4. She rewrites everything, and hands it over to me, as if I’m going to say “nope, I sound too good, erase it all!” No, I keep my cool, and I pretend that her magical powers of phrasing and spatial manipulation have not awed me. (You would think, being an English major, that I could just do this no problem, but I’ve never been very good at describing myself, much less in limited space. See the “About” section for what my resume would look like if I was allowed to write it the way I wanted.)

5. I pack up my things, clutching the revised resume like it’s my own personal Golden Fleece. I always have this weird compulsion to bow and say “thank you for your counsel,” but thankfully I haven’t succumbed to that yet, otherwise I would probably never come back. 

Maybe their pencils are like Rita Skeeter’s green quill, where no matter what you say it comes out different… “I’m an English major.” “No, my dear, you are a literature aficionado with a specialty in Postcolonial Studies or Victorian linguistics.” That’s totally not on my resume, but you get the idea. 

The point of this is that I have an internship this summer, and need to update my resume. The other point of this is that while at my internship DOING LOTS OF WORK AND PAYING SO MUCH ATTENTION, the friend that I mentioned last post, Michelle, sent me an interesting draft of my fictional resume.
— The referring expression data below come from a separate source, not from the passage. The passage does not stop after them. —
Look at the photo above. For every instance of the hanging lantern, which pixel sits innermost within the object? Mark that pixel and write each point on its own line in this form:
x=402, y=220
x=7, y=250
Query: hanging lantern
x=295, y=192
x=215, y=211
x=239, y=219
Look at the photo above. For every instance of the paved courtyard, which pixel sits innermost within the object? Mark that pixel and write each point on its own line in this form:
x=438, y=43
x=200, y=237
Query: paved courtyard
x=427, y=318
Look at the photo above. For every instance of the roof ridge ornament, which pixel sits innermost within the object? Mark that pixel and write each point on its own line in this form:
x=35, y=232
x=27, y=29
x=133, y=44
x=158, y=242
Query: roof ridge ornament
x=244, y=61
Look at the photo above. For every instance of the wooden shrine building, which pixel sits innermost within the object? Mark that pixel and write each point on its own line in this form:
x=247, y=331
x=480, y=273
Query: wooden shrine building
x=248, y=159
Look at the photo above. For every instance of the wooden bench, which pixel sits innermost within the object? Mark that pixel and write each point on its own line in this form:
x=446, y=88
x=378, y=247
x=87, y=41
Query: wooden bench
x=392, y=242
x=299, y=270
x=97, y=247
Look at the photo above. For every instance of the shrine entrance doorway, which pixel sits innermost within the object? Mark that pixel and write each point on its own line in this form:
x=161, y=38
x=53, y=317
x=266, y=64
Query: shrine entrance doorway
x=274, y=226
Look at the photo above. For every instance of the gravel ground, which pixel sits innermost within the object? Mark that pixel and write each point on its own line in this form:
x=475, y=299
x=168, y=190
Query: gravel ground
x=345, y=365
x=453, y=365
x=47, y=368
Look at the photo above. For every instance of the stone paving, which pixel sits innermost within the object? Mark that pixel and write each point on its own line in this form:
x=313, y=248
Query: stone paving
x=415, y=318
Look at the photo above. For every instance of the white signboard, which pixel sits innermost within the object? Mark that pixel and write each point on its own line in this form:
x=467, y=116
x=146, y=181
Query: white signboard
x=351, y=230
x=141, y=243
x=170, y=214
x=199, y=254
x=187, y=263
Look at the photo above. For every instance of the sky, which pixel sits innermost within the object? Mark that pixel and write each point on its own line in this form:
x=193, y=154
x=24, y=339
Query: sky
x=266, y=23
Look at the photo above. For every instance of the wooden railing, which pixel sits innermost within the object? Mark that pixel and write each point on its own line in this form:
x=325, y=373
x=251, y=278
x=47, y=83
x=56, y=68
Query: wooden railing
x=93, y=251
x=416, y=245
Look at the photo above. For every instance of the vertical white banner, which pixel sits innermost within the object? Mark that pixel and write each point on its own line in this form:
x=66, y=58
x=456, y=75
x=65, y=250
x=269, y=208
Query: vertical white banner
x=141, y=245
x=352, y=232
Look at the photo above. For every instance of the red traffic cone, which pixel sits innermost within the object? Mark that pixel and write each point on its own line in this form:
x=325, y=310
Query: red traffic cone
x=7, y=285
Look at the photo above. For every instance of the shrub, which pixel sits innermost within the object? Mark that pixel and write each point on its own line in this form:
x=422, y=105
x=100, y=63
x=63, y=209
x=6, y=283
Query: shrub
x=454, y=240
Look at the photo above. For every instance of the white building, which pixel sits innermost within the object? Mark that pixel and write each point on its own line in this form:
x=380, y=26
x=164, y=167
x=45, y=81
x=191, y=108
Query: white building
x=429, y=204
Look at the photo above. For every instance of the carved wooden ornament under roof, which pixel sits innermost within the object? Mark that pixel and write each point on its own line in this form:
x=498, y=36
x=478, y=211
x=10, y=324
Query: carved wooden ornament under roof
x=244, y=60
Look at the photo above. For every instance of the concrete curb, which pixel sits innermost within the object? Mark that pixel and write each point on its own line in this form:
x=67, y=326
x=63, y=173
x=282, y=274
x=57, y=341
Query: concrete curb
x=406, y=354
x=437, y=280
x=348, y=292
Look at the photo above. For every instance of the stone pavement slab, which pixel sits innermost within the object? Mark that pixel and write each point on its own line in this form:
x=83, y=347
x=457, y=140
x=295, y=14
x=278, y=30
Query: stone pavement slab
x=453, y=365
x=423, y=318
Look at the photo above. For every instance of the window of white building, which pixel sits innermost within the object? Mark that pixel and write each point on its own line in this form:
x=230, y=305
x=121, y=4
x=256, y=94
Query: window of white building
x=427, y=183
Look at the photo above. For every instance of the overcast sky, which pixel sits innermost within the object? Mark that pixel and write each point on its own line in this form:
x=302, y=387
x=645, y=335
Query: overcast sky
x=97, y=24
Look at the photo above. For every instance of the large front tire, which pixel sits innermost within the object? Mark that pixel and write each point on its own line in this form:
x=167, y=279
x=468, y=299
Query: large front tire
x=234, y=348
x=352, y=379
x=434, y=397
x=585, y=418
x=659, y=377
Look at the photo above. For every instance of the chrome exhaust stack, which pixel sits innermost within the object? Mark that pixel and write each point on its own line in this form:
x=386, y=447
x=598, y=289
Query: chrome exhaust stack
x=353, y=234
I find that the “Skills” section at the end of resumes is the worst, because if you only know Microsoft Word, Excel (which all of you know I am GREAT at), and Outlook, it seems a little bare. I puff my section up by adding things like “event planning” and “student leadership” and “fundraising” because I am on student government and am a Resident Assistant at my school (yep, classic overachiever and super involved. It’s a sickness.). These are quasi-skills that sound like I know what I’m doing, but if I put “I had an event about Being Safe Off Campus or about International Women’s Day or I Made Cupcakes For My Floor” then no one would take me seriously. (A lot of these actually do take planning and budgeting, etc. so I’m not lying… I just don’t know Photoshop or Mathematica or InDesign… KEEPING PEOPLE SAFE AND BAKING CAN BE SKILLS TOO)

To Michelle, this is what my “Skills” section should be: 

Image

(It’s all true.)

Although I don’t know if she meant that I am King Arthur and Peter Pan, or just that I know a lot about them… 

I can name so many fictional worlds where my “Skills” would be invaluable… WHY EARTH, WHY?

I was tempted to print this out, but then I realized that, given my luck and propensity for ridiculous circumstances, I would accidentally give it to someone from whom I wanted a paying position. Fictional yet awesome resume + actual employer = disaster. Unless they, too, were awesome and somehow found it endearing that I carried around gag resumes.